2.4.08

Trânsito, Joca e Adoniran


Perdi três horas no trânsito. Uma hora e quarenta minutos no trajeto do trabalho até um local só para assinar e dar entrada no pedido de um documento. Depois, mais uma hora e vinte minutos só para voltar. O calor de 35º, a lentidão e todos os carros ao redor trouxeram uma irritação fora do comum.

Indignado, eu olhava através das outras janelas em busca de alguma explicação nos rostos alheios. A única válvula de escape era a buzina, na vã esperança de um milagre que este elemento do carro traz embutido consigo. Era só mais barulho, mais raiva. O humor do dia foi contaminado e não tinha mais volta.

Neste dia eu deixei de ganhar três horas de alegria, porque esqueci a receita ensinada por um amigo: “o jeito é ver as coisas como uma grande piada e dar risada”. Eu ainda precisaria retirar o documento na semana seguinte, uma ótima oportunidade de me vingar do trânsito.

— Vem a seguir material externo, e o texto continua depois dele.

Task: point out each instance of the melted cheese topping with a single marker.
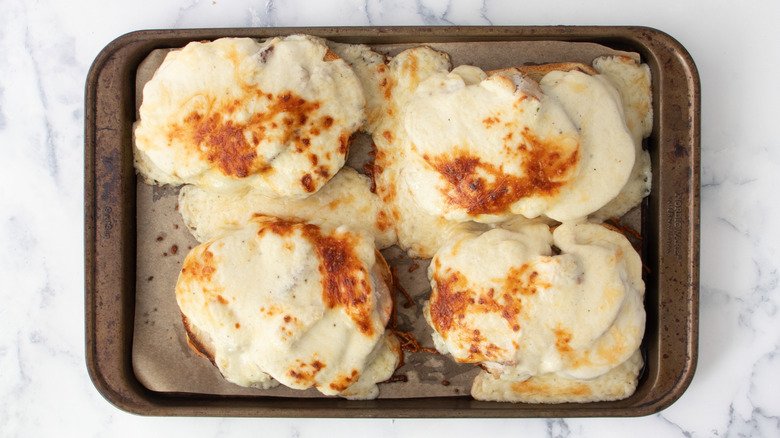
(419, 232)
(485, 149)
(633, 81)
(304, 305)
(235, 113)
(608, 154)
(458, 146)
(345, 200)
(503, 299)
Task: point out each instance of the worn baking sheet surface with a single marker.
(162, 359)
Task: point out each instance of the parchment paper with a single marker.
(164, 362)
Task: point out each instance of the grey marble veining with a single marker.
(47, 48)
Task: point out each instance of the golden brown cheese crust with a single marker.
(280, 299)
(277, 116)
(483, 188)
(506, 300)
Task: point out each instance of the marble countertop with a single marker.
(48, 46)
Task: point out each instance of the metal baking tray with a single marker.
(669, 225)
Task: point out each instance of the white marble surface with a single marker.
(47, 47)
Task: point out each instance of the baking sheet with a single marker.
(163, 361)
(111, 222)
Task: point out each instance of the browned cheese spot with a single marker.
(199, 268)
(232, 146)
(344, 278)
(562, 340)
(307, 184)
(342, 382)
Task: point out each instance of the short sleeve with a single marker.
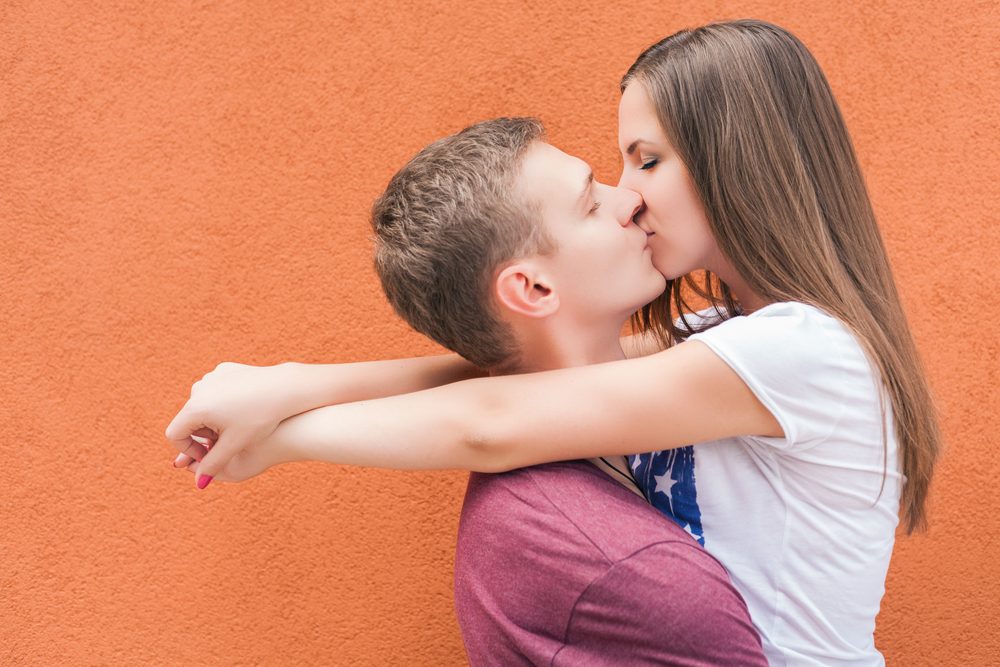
(795, 359)
(670, 603)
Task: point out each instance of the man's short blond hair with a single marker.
(444, 225)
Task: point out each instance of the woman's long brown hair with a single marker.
(751, 114)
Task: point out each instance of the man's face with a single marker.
(601, 266)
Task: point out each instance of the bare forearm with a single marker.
(682, 396)
(318, 385)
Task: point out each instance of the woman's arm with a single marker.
(250, 401)
(681, 396)
(245, 403)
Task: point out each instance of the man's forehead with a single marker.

O dia chegou e eu já estava preparado para a missão que teria pela frente. Carros, muitos carros, sinais bem fechados, amarelos para o vermelho (na minha vez de passar), esmolas, fechadas, buzinas. Caos.

De dentro do carro mantinha a determinação do bom humor e o sorriso no rosto. Aliás, sozinho posso ter incomodado muita gente. Gente como eu na outra semana que olhava para o carro ao lado em busca de uma explicação e em vez de encontrar alguém nervoso viu um maluco rindo das letras de Zeca Pagodinho e as próprias loucuras.

O resultado foi um impulso para um dia bom. Cheguei atrasado e falante no escritório. Brinquei com todos da recepção até chegar a minha sala. Não será sempre assim, claro, mas em vez de xingar o trânsito e outras coisas chatas vou tentar cada vez mais me blindar de alegria e brindar a vida.

Agora, a mea-culpa politicamente correta e uma porção de dúvidas.

Meu desconforto veio por conta de uma situação que fugiu da minha rotina e eu não soube lidar. Eu demoro 15 minutos da minha casa até o local de trabalho (de carro). E lá mesmo onde trabalho há pessoas que levam três horas para ir e mais três para voltar.

Eu não deveria poder reclamar...
Ou posso?
E devo?
Eu me adaptaria a uma rotina em que gastaria no mínimo seis horas no transporte casa-trabalho-casa?
Em casos de sobrevivência sim?
E nos outros casos?
Será que Joca estava certo quando Adoniran Barbosa cantou: “Deus dá o frio conforme o cobertô”?